Rozenn Le Berre, De Rêves et de Papiers
547 jours avec les mineurs isolés étrangers, Paris, La Découverte, 2017, 180 pages, 16 €
Rozenn Le Berre est tout juste diplômée de sciences politiques quand elle décide de travailler comme éducatrice dans un service d’accueil pour les mineurs isolés étrangers. Dans ce premier livre, elle raconte comment elle reçoit ces jeunes filles et garçons et les interroge avant de soumettre leur dossier au Département qui tranchera sur la réalité de leur minorité et leur octroiera, le cas échéant, hébergement et scolarisation.

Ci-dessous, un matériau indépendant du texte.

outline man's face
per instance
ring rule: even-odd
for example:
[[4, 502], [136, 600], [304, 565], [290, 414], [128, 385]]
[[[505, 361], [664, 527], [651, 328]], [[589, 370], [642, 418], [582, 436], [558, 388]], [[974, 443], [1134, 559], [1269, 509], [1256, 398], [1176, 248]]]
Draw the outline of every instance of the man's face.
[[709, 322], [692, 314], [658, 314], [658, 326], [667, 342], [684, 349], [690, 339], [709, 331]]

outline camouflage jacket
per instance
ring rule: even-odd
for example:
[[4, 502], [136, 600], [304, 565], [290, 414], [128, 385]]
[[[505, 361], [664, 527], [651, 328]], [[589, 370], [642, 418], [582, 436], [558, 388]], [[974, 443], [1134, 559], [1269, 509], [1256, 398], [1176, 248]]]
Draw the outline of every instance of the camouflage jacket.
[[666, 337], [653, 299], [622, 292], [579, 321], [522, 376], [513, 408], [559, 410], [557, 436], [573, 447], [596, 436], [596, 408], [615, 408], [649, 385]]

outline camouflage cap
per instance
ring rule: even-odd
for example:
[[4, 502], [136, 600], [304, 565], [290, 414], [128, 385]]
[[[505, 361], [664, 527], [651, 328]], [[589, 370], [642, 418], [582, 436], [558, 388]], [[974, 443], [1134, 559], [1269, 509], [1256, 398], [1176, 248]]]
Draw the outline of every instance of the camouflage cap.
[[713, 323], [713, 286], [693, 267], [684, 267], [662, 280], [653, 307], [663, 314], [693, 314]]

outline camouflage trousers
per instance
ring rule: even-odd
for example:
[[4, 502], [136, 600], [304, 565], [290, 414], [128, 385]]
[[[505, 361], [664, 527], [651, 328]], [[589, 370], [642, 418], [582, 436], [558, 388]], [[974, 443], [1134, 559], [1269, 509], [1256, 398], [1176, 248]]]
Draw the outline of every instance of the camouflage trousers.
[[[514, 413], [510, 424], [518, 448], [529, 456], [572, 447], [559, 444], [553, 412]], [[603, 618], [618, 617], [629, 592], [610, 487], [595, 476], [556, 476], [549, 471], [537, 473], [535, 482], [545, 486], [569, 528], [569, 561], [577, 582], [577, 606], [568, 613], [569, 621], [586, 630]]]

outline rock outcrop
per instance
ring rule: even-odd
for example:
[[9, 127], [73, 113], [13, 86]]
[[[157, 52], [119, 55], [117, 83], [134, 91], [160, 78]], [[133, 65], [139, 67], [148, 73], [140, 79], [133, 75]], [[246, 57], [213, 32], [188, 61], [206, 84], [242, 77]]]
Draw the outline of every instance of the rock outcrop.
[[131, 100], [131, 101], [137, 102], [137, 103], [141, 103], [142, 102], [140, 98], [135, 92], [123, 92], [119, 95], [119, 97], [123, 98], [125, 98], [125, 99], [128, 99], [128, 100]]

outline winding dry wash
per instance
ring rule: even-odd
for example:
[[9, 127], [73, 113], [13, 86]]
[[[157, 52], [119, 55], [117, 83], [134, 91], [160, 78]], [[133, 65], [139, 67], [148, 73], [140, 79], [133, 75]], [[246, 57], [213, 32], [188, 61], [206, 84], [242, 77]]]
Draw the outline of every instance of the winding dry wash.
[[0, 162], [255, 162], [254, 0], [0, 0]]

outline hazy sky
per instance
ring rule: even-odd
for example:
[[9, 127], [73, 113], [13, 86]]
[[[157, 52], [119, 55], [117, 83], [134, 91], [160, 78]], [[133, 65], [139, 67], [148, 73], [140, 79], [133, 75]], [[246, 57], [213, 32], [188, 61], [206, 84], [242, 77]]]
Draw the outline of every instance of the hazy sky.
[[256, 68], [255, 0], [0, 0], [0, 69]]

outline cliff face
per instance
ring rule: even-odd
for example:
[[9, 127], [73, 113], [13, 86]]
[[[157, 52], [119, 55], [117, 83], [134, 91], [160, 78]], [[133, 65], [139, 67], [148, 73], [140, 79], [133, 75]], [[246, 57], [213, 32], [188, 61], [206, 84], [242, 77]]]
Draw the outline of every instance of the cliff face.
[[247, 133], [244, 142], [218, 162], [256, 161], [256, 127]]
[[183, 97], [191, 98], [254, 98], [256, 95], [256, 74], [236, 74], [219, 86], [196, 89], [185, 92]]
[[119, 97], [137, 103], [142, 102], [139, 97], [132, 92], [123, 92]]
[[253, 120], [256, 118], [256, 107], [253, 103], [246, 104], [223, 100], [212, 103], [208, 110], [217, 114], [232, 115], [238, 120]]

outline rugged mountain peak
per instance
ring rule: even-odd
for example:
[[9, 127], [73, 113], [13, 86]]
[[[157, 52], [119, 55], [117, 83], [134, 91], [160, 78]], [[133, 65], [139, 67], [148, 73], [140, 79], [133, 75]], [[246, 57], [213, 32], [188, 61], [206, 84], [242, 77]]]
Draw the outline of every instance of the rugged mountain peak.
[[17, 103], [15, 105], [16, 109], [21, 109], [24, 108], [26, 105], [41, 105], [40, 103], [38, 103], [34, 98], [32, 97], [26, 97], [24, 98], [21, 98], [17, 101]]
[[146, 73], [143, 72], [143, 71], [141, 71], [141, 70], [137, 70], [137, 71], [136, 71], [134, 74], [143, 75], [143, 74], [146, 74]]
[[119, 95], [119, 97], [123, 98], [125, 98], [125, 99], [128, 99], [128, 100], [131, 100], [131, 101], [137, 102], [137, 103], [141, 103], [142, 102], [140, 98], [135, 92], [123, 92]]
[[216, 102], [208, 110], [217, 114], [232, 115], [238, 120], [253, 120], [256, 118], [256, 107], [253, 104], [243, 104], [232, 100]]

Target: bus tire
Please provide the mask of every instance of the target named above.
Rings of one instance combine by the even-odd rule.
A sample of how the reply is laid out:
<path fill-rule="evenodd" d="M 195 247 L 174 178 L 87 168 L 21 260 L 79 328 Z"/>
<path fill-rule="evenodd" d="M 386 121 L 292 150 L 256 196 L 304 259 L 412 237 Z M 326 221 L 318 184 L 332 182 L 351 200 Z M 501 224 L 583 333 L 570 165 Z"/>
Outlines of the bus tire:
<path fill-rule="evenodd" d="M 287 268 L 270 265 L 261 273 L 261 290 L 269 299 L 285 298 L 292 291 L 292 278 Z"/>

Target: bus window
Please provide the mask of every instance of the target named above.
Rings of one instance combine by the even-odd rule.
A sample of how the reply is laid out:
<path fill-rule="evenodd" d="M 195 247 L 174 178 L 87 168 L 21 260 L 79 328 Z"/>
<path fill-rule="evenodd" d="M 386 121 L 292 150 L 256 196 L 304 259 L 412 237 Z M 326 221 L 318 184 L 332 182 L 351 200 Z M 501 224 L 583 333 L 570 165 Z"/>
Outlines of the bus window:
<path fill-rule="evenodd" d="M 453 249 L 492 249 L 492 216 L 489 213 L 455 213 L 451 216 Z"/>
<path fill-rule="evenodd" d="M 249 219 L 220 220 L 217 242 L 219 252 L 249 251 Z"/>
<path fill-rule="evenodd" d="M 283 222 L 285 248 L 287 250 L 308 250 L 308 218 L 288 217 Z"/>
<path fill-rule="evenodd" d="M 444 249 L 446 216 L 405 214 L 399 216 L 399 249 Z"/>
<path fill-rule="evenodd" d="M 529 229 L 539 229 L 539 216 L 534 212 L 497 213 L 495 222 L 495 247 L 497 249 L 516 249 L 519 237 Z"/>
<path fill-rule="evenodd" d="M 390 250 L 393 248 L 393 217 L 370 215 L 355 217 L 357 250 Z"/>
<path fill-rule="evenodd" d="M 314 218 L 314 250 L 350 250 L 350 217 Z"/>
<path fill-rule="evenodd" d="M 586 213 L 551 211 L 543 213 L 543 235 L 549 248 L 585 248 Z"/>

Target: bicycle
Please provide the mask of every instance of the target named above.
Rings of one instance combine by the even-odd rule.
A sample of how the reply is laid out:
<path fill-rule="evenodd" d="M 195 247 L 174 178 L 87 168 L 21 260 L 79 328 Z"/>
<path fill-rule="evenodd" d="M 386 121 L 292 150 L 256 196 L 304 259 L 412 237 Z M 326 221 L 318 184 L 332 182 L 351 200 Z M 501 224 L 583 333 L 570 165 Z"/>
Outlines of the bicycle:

Pour raconter leur exil, l’auteure invente le personnage de Souley dont le voyage vers la France agrège les histoires qu’elle entend dans son bureau. Les épreuves de la traversée, la faim, la soif, l’humiliation face à des hommes qui profitent de leur détresse, la perte des amis morts en mer ou dans le désert, obligent ces jeunes à pratiquer l’euphémisme : « En général il n’y a “pas de problèmes”. Jamais. Alors, quand il y a des “petits problèmes” ou que “ça va un peu”, ou que c’est “un peu difficile”, c’est en réalité d’immenses préoccupations qu’ils trimballent sur leurs minces épaules. » Mais, au delà des récits de vie de ces jeunes qui espèrent améliorer leur sort dans l’exil, Rozenn Le Berre raconte comment sa propre vie est bouleversée par ces exilés qui comprennent le rôle décisif qui est le sien dans la décision administrative.

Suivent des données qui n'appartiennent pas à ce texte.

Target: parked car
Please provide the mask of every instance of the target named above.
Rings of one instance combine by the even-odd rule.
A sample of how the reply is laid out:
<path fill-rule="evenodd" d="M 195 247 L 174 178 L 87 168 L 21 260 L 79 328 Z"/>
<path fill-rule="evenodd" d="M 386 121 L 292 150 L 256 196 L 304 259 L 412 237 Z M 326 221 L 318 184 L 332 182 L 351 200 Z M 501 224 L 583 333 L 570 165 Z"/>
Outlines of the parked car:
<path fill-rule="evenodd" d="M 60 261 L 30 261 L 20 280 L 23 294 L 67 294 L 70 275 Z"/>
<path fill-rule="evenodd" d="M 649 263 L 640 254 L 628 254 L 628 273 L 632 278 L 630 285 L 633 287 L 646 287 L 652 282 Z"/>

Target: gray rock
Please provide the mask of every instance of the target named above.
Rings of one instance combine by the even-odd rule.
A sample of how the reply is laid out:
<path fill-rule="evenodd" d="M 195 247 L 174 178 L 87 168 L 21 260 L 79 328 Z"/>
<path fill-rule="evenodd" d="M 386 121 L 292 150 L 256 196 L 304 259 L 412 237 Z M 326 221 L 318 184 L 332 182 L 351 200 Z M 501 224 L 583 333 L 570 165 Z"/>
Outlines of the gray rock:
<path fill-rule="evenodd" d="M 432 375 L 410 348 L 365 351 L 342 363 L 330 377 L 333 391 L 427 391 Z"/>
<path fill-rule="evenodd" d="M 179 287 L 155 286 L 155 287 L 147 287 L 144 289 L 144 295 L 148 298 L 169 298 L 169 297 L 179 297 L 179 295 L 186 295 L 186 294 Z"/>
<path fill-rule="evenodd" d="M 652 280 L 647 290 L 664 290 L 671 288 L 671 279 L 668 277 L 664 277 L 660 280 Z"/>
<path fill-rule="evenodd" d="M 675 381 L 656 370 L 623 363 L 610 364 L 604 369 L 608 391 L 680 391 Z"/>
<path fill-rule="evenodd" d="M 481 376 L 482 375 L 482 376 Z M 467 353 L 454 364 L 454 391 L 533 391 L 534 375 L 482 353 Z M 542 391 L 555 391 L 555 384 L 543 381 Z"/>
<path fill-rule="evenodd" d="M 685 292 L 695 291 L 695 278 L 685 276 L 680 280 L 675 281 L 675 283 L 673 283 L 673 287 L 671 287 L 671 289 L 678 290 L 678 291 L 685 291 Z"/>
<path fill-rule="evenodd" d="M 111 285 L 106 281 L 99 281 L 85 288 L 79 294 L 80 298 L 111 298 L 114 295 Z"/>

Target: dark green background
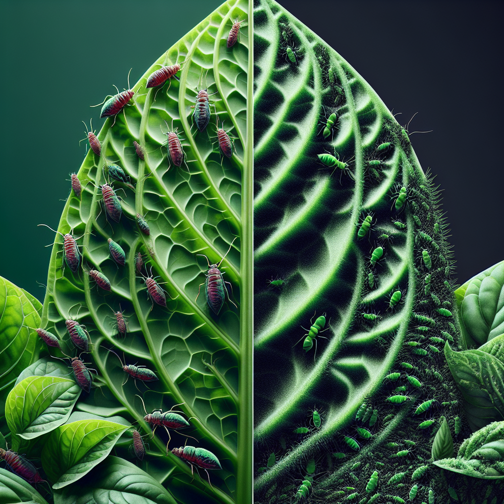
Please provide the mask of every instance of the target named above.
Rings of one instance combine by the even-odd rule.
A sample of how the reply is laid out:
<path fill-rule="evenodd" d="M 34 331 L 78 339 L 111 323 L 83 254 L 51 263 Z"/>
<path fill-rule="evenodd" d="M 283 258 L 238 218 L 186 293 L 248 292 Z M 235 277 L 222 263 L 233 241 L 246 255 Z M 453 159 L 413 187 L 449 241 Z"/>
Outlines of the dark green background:
<path fill-rule="evenodd" d="M 84 125 L 220 0 L 0 2 L 0 275 L 41 300 L 54 234 L 84 157 Z"/>
<path fill-rule="evenodd" d="M 42 299 L 69 174 L 105 95 L 133 84 L 220 0 L 0 0 L 0 275 Z M 444 190 L 461 282 L 503 259 L 504 3 L 280 0 L 365 79 Z"/>

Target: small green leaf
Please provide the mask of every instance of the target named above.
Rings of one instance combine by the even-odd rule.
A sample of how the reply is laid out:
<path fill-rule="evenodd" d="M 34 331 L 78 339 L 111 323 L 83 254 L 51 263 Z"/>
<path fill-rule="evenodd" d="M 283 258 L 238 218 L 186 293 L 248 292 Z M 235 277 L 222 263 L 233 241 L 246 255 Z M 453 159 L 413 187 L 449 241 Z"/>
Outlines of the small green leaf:
<path fill-rule="evenodd" d="M 11 391 L 6 404 L 11 431 L 29 439 L 65 423 L 82 389 L 73 380 L 30 376 Z"/>
<path fill-rule="evenodd" d="M 0 504 L 11 502 L 47 501 L 33 486 L 10 471 L 0 469 Z"/>
<path fill-rule="evenodd" d="M 53 488 L 70 485 L 103 461 L 127 428 L 106 420 L 81 420 L 53 430 L 42 452 Z"/>
<path fill-rule="evenodd" d="M 481 350 L 454 351 L 448 342 L 445 355 L 462 393 L 471 428 L 504 418 L 504 364 Z"/>
<path fill-rule="evenodd" d="M 468 348 L 504 333 L 504 261 L 468 280 L 455 297 Z"/>
<path fill-rule="evenodd" d="M 436 432 L 432 443 L 432 455 L 433 460 L 448 459 L 453 455 L 453 438 L 450 431 L 448 422 L 445 417 L 442 417 L 443 423 Z"/>
<path fill-rule="evenodd" d="M 170 492 L 151 476 L 118 457 L 109 456 L 86 483 L 66 486 L 54 494 L 54 504 L 175 504 Z M 94 499 L 94 501 L 93 500 Z"/>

Son travail consiste à débusquer le faux mineur en lui posant des questions sur son parcours. Fournit-il « un récit cohérent » avec dates, faits et attitudes qui coïncident ? L’auteure cite un de ses rapports : « Jules* dit avoir commencé l’école à six ans en 2000, ce qui fait qu’il aurait donc vingt ans en 2014, et non seize. (...) Son apparence physique peut sembler supérieure à l’âge déclaré. » Refus administratif. Rozenn Le Berre rapporte les mots utilisé par le collègue qui gère le départ de Jules du foyer : « Fin de prise en charge annoncée à Jules. Chambre nettoyée Ok + draps propres. Clefs remises. RAS. » Elle évoque les « dégout et découragement » qu’elle ressent souvent dans son travail et s’inquiète de la routine et de la précipitation, « dangers vicieux » qui guettent les travailleurs sociaux, avec deux à trois entretiens de 1h30 par jour et une journée seulement pour rendre leur rapport. Elle raconte la lassitude « d’entendre toujours les mêmes histoires, surtout quand elles sont vendues avec le passeur dans un cynique package “voyage + histoire” », mais elle constate l’inégalité qu’il y a entre l’éduqué et l’analphabète dans la construction d’un récit cohérent et remarquent ceux qui arrivent facilement à toucher les travailleurs sociaux, « avec leurs yeux assez tristes pour avoir l’air crédible mais pas trop, pour ne pas avoir l’air pitoyable ». Le système est mal fait pour ces jeunes adultes venus s’arracher à la pauvreté qui s’humilient devant elle, jouent à l’adolescent qu’ils ne sont évidemment pas. Rien n’est prévu, ou presque, pour eux, alors que les mineurs, peu importe leur pays de provenance et peu importent leurs conditions de vie dans ce pays, peuvent demander une protection par l’aide sociale à l’enfance.
Il y a ceux qui ne veulent pas rester en France, amenés par la police et qui demandent tout de suite comment aller à Calais. « On oublierait presqu’ils ont quinze ans, qu’ils sont tout seuls, qu’ils ont fait 10 000 kilomètres et qu’ils vont habiter dans une tente noyée dans la boue près du port », raconte Rozenn Le Berre, qui se promet que le jour où ça ne lui fera plus rien de mettre quelqu’un dehors la nuit, elle partira. Elle démissionnera au bout d’un an et demi, malgré les moments heureux, qu’elle n’oublie pas de raconter, avec ceux qui sont hébergés et scolarisés dans le foyer. Elle est admirative qu’ils parviennent, « petit à petit, à se reconstruire, à sourire et à danser, à être pénibles et idiots comme des adolescents, à ne plus avoir peur. À vivre au lieu de survivre ».
* Les prénoms ont été changés par l’auteur du livre.